Singles from The Mollusk
- "Mutilated Lips" Released: June 1997; "Ocean Man" Released: October 6, 1997;

= The Mollusk =

The Mollusk is the sixth studio album by American rock band Ween, released by Elektra Records on June 24, 1997. It is a multi-genre concept album with a dark nautical theme, with several songs incorporating elements from psychedelia and/or sea shanties, while also featuring a heavy progressive rock influence. Dean Ween described the album as "the only record that I ever felt really confident about" and "my favorite record we've ever done". Gene Ween has echoed this sentiment, saying: "The Mollusk is probably my favorite, at the end of the day".

==Background==
Starting with the release of their 1994 album Chocolate and Cheese, Aaron Freeman and Mickey Melchiondo—known by their stage names Gene and Dean Ween, respectively—began to significantly enhance their approach to studio recording. While their earlier albums were almost entirely recorded by Freeman and Melchiondo themselves at their home using a 4-track recorder, Chocolate and Cheese marked the first time the band produced an album in a professional recording studio. It also notably began their transition from a duo to a more traditional band with the addition of drummer Claude Coleman, allowing Freeman and Melchiondo to experiment with a wider range of musical styles than they could with the drum machine they had used on previous releases.

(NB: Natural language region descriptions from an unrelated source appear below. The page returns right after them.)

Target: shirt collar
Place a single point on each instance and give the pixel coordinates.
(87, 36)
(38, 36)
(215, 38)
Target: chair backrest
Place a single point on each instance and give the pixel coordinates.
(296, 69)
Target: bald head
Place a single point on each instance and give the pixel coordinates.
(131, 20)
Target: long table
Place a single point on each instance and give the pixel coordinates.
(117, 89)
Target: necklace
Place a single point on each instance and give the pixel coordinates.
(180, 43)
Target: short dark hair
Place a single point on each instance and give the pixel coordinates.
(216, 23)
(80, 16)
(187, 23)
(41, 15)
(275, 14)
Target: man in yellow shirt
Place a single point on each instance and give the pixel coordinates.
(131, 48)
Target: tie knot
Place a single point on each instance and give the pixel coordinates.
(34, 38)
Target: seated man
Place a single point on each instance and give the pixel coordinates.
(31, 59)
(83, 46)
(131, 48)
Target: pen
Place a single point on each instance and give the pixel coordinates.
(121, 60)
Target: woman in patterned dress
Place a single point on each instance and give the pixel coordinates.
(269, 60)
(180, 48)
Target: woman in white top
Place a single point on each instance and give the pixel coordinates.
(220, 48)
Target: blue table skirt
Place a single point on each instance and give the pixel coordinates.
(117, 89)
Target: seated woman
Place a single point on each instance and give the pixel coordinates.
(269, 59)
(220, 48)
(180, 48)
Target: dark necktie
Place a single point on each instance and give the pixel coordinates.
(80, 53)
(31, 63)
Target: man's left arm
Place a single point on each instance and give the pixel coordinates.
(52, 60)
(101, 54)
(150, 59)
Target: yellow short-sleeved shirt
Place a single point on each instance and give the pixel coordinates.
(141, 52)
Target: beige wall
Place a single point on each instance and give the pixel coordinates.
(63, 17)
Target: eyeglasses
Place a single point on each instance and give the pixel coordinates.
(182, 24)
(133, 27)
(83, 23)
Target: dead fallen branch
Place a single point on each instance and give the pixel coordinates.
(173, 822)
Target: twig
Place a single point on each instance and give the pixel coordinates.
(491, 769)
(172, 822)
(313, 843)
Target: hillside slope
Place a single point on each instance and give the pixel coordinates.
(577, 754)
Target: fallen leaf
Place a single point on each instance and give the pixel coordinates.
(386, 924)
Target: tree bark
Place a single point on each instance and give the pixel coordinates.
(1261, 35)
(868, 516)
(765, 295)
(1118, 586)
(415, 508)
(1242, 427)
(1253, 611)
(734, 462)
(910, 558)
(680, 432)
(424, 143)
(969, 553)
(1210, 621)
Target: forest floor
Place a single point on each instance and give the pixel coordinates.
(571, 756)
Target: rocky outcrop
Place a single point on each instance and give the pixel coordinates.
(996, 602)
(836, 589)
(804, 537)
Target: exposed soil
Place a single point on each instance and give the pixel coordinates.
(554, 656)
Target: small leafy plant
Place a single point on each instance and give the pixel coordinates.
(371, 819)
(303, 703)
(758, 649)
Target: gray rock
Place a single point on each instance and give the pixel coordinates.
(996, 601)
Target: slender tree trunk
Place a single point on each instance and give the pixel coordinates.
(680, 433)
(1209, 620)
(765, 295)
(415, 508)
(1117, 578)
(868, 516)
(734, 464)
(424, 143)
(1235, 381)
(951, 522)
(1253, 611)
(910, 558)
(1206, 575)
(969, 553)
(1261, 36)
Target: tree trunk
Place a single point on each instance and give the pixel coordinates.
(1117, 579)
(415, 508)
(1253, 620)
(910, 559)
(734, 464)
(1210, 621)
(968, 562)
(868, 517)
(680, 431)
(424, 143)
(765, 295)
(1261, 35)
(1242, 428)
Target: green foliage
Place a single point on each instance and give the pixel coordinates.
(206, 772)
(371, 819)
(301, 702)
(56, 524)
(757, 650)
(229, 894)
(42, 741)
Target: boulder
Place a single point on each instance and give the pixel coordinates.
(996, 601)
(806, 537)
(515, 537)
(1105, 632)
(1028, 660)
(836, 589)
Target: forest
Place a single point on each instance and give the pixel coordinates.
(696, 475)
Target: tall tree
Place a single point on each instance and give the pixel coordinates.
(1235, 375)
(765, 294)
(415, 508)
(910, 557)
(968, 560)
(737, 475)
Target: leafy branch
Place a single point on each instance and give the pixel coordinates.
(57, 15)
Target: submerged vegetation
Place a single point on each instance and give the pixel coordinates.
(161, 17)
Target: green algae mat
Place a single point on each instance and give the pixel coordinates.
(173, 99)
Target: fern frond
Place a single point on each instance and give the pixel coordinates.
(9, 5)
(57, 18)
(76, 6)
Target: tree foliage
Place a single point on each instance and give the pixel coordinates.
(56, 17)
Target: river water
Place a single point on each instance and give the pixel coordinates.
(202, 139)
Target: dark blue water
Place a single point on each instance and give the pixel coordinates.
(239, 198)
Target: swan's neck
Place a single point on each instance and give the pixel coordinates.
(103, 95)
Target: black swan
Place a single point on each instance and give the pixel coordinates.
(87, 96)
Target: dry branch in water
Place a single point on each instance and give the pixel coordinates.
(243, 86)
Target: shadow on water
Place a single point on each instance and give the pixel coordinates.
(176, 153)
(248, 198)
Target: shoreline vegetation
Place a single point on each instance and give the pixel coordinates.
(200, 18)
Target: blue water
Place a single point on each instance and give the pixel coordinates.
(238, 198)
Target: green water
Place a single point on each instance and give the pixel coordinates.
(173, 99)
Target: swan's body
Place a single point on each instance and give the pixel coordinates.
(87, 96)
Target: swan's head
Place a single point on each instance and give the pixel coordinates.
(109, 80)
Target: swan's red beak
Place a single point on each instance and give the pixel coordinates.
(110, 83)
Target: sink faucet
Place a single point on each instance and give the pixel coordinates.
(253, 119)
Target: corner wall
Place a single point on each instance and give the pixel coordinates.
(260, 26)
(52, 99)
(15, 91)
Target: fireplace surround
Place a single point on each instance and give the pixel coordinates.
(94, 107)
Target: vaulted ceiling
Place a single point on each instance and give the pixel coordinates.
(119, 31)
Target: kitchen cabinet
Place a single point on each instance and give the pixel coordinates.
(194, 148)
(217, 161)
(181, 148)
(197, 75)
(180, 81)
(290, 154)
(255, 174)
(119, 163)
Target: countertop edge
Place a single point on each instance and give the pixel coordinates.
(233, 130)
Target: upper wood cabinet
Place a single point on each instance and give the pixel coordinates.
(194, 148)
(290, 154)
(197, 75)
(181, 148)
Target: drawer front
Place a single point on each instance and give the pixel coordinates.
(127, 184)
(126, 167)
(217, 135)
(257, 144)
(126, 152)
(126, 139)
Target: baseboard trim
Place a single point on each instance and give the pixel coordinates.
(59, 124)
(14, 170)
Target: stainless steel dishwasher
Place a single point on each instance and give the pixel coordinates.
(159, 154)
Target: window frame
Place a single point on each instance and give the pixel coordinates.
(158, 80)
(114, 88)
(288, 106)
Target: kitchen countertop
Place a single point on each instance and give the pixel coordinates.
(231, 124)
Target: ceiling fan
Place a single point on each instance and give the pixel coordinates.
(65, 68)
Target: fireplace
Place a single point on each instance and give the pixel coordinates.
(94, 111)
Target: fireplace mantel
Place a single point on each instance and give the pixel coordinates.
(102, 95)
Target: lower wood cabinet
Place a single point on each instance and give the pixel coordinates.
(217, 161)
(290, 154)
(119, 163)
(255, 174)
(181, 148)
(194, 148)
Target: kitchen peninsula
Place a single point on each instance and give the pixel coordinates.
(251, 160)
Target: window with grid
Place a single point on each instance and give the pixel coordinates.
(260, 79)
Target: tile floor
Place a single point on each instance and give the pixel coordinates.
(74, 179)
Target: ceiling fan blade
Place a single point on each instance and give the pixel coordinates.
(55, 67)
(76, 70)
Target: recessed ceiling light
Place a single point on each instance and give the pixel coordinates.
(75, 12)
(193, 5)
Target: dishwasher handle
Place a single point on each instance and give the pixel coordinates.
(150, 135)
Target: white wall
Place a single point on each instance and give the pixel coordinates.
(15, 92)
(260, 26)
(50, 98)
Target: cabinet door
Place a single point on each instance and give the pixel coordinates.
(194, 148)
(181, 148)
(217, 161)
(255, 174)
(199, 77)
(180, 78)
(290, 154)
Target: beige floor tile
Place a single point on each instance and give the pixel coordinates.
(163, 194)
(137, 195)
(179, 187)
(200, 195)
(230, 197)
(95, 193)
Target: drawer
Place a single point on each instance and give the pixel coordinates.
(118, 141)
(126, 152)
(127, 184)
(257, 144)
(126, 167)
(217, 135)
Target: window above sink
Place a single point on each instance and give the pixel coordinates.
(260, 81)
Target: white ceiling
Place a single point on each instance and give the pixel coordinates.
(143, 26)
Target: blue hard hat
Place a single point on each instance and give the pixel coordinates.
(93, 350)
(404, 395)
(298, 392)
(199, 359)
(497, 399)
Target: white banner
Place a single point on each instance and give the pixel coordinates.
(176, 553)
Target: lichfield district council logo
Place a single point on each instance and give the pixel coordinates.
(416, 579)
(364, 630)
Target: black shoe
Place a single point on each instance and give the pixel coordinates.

Though Ween's 1996 album 12 Golden Country Greats was their first record to feature a full-fledged band on each track, the songs were recorded with various Nashville session musicians, so it was viewed by the band as more of a spin-off album, in the vein of The Beach Boys' Christmas Album, than a true follow-up to Chocolate and Cheese. The Mollusk was the debut album for keyboardist Glenn McClelland, and, with bassist Dave Dreiwitz joining shortly before the album's release, the band finally evolved into the final five-person incarnation that continues to this day.

The cover art for The Mollusk was created by Storm Thorgerson, the graphic designer who designed many of Pink Floyd's album covers, including The Dark Side of the Moon. Thorgerson liked the album so much that, although he was only hired to do the cover art, he decided to do the related promo and poster art, including all of the initial print ads associated with The Mollusk, for no extra charge.

==Recording and release==
After recording 1994's Chocolate and Cheese in a professional studio, Gene and Dean Ween decided they wanted to return to their early method of recording albums at home. In 1995, they relocated their recording equipment to a rented beach house on the shore of Holgate, New Jersey, and the equipment and some of the early materials for the album were nearly lost when a water pipe burst in the house while it was unoccupied. At this point, the band put this album on hold and made plans to record 1996's 12 Golden Country Greats in Nashville. After recording 12 Golden Country Greats in 1995 and releasing and touring behind it, Ween completed the remaining tracking of The Mollusk at various inland locations. The album was mixed by Andrew Weiss at the Magic Shop studio in New York City. For the mixing, Weiss used the studio's vintage Neve console and a Digidesign Pro-Tools system.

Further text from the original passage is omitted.